- Venator Venator
- Coordinates: 43°20′53″N 118°18′19″W﻿ / ﻿43.34806°N 118.30528°W
- Country: United States
- State: Oregon
- County: Harney
- Elevation: 3,767 ft (1,148 m)
- Time zone: UTC-8 (Pacific)
- • Summer (DST): UTC-7 (Pacific)
- Area code: 541
- GNIS feature ID: 1136866

= Venator, Oregon =

Unincorporated community in the state of Oregon, United States

Venator is an unincorporated community in Harney County, Oregon, United States. It is on Crane–Venator Road about 17 mi southeast of Crane, near the South Fork Malheur River.

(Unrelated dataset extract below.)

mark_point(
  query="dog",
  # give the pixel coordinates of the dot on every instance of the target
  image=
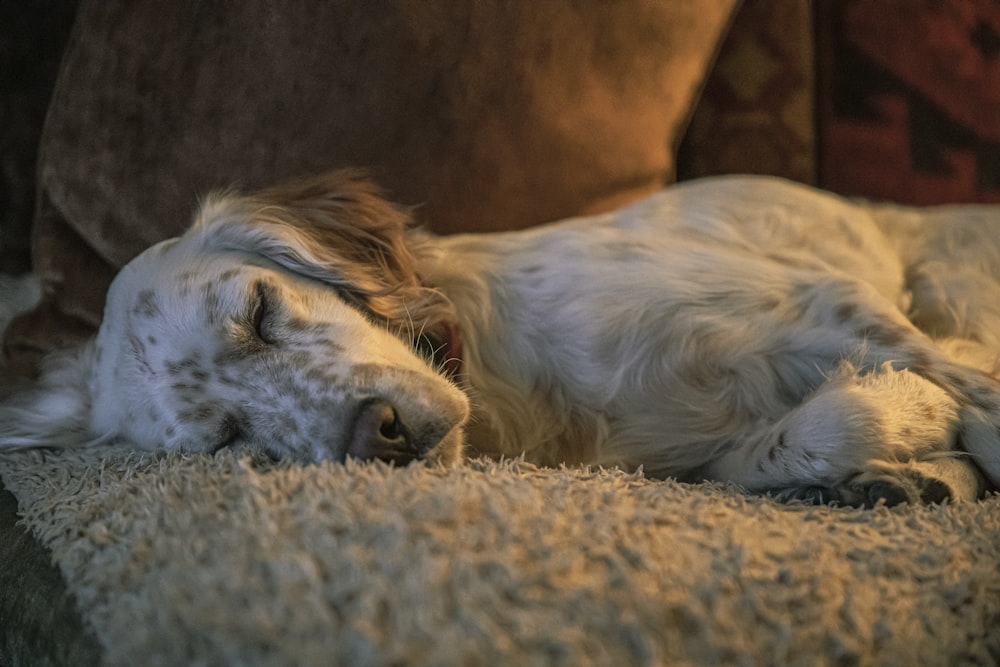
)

Alphena Venator, a native of Linn County, settled in Harney County as a youth in 1872. Alphena's father Jezreel is the namesake for Venator Canyon in Harney and Malheur counties. When Alphena established a livestock ranch in the area in 1884, the locale soon became known as "Venator". Venator post office was established in 1895, with Louella Venator as the first postmaster. The office was later moved two and a half miles north to a station on the now-abandoned Oregon Eastern Branch (or Burns Branch) of the Union Pacific railroad. As of 1976, there were only six buildings and a corral at the site, although at one time there was a Civilian Conservation Corps (CCC) camp in the area.

==Education==
Venator is in Harney County School District 4 (Crane School, grades K-8) and Harney County Union High School District 1J (Crane Union High School).

There was previously a Venator School District 16.